Why Won't The Fear Of Airborne Ebola Go Away?
How many times do top officials have to say that the Ebola virus is not airborne?
A lot, apparently.
Here is President Obama Thursday: "This is not an airborne disease. It is not easy to catch."
And the day before: "It is not like the flu. It is not airborne."
And today, a reporter asked the inevitable question about airborne Ebola when Anthony Fauci, director of the National Institute of Allergy and Infectious Diseases, held a press briefing about nurse Nina Pham's transfer to the National Institute of Health.
"There is no evidence whatsoever that this virus is airborne-transmitted," said Fauci emphatically. "Everything we know about this virus is that it is direct contact with bodily fluids."
This gets said over and over. It's backed up by epidemiological studies of past outbreaks. Yet the possibility of Ebola spreading through the air keeps being raised.
At a hearing yesterday, for example, lawmakers grilled Dr. Thomas Frieden, the director of the Centers for Disease Control and Prevention.
"You've already said a couple of times that you don't believe that this is airborne," said Republican Congresswoman Renee Ellmers from North Carolina. And yet, she noted, the two nurses still got sick. "They followed precautions, I am sure, and now we are having this conversation and I'm very concerned about that."
Frieden responded that the investigation is ongoing but the nurses treated the Ebola patient when his vomit and diarrhea contained a lot of virus: "We are confident this is not airborne transmission."
When government officials keep saying this isn't airborne, it seems like what they're really trying to tell the public is, "Don't worry about catching this virus in the course of your normal daily activities."
"I think that what they are trying to convey with the idea that 'it's not airborne' is that you likely need to be relatively close to the person where there are some bodily fluids present," says Rachael Jones, who studies infectious disease transmission at the University of Illinois at Chicago.
She says if someone down the hall from you had Ebola and threw up vomit that contains the virus, "those particles are not going to travel hundreds of feet or hundreds of meters to cause an infection."
But if a healthcare worker or a family member gets very close to someone who has a lot of symptoms, which is when people with Ebola are most contagious, Jones says droplets of body fluid could potentially travel through the air for short distances.
"If you vomit there are projectile droplets that could spray up," she notes.
And she says there's reason to be concerned that an Ebola patient might produce even smaller droplets that someone in close quarters could inhale and get sick from — during medical procedures like putting in a breathing tube.
"A lot of these medical processes that health care workers perform produce small aerosols," says Jones. This is why she and a colleague recently wrote a commentary saying this needs to considered when protecting healthcare workers.
So even though Jones takes issue with the White House's flat statement that the Ebola virus cannot spread through air, she says this is really not a concern for the public.
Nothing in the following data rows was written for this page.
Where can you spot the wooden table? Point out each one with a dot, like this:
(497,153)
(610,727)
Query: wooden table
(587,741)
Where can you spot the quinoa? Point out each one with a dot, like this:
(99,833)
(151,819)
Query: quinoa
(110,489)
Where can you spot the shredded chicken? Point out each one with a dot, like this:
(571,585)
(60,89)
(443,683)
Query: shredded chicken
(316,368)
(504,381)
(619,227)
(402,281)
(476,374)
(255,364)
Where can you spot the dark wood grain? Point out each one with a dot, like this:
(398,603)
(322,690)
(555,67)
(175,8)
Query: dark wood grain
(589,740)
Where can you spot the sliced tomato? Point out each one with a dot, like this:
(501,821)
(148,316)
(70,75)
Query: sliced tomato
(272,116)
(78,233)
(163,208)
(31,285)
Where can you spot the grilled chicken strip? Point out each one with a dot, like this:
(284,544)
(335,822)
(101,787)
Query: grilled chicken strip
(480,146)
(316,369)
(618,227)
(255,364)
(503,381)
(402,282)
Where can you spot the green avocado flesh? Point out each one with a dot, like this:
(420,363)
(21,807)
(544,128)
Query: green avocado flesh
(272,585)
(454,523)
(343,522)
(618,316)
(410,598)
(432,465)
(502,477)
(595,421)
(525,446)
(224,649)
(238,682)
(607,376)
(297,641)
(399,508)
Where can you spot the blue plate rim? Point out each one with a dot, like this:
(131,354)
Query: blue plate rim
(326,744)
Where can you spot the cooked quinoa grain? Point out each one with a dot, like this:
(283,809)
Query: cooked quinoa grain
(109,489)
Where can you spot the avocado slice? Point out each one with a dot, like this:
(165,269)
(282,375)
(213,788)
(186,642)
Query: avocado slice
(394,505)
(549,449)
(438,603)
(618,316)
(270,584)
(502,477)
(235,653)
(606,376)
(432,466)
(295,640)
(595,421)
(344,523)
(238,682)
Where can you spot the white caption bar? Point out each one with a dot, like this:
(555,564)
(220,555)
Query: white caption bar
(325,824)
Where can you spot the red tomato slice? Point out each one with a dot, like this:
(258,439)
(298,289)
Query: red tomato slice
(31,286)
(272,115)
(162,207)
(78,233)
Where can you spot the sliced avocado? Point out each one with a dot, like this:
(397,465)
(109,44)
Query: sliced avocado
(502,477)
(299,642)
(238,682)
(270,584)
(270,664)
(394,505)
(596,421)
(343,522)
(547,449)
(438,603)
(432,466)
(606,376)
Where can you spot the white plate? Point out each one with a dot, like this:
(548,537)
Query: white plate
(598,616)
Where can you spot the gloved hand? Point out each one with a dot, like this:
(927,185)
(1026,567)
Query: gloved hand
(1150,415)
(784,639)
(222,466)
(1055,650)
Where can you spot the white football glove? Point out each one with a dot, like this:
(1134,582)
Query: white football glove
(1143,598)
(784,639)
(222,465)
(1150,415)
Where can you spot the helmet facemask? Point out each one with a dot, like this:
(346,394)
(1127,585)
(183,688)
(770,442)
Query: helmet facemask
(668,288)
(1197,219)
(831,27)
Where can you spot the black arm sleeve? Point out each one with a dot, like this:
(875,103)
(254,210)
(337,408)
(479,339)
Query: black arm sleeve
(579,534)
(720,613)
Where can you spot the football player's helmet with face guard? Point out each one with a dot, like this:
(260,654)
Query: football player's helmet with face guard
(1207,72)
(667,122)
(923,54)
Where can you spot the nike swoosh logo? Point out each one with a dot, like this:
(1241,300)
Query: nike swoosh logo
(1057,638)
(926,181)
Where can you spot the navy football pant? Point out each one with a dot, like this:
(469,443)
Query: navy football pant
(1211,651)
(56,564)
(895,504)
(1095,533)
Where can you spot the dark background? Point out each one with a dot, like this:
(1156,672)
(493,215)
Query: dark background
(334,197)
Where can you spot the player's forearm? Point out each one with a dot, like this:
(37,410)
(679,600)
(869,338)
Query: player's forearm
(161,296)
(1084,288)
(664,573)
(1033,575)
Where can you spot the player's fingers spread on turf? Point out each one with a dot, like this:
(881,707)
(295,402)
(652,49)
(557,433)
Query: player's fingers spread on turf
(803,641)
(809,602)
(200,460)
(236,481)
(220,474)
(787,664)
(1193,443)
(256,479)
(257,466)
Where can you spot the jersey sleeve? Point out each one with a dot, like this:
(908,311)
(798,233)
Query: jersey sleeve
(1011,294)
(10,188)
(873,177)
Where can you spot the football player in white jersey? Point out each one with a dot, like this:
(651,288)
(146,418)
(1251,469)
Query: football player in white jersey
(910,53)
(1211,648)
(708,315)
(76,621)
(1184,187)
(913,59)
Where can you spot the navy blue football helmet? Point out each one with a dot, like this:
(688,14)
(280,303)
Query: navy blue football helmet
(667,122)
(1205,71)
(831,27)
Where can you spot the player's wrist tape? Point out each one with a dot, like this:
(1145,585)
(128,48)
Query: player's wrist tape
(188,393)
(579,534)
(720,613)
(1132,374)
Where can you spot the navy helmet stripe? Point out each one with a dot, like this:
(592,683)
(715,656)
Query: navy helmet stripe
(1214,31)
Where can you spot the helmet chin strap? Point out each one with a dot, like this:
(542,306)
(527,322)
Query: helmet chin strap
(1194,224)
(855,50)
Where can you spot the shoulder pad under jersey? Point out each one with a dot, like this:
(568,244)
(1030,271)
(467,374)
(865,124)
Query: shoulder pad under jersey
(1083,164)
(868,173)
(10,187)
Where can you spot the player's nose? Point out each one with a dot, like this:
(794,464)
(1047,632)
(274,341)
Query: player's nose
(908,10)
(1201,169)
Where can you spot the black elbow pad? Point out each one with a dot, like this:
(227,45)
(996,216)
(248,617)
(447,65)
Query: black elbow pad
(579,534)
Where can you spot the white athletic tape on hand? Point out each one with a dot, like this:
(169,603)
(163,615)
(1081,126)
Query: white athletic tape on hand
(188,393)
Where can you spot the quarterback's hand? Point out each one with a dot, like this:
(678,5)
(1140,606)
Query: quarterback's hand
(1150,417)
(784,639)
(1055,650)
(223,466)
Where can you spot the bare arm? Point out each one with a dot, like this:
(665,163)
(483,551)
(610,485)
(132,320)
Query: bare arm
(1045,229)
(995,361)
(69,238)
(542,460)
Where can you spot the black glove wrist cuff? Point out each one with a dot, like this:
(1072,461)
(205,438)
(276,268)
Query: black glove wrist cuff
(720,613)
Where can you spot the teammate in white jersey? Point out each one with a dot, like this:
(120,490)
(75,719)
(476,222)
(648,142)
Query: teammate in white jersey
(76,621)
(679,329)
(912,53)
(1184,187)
"There is not epidemiological evidence that community-based exposure, such as being at a shopping mall or walking down the street or riding a bus, is associated with disease transmission," she notes.
Still, what if the Ebola virus mutates? That's another fear that keeps surfacing. The Chairman of the Joint Chiefs of Staff, General Martin Dempsey, spoke about that on CNN this week.
"I'm worried about it because we know so little about it," he said. "You'll hear different people describe whether it could become airborne." He said that scientists did not agree. "I don't know who's right. I don't want to take that chance. So I'm taking it very seriously."
It's true that researchers can't absolutely rule out the idea that mutations might change how the virus spreads, but this seems unlikely, says Alan Schmaljohn, a virologist the University of Maryland School of Medicine. He said the chance of that is "very low, probably in the range of winning the multistate lottery."
On Capitol Hill, the CDC's director said his team has been on the lookout for any significant genetic mutations. "What we've seen is very little change in the virus," Frieden told lawmakers. "We don't think it is spreading by any different way."
Chances are that's not the last time he'll have to say that.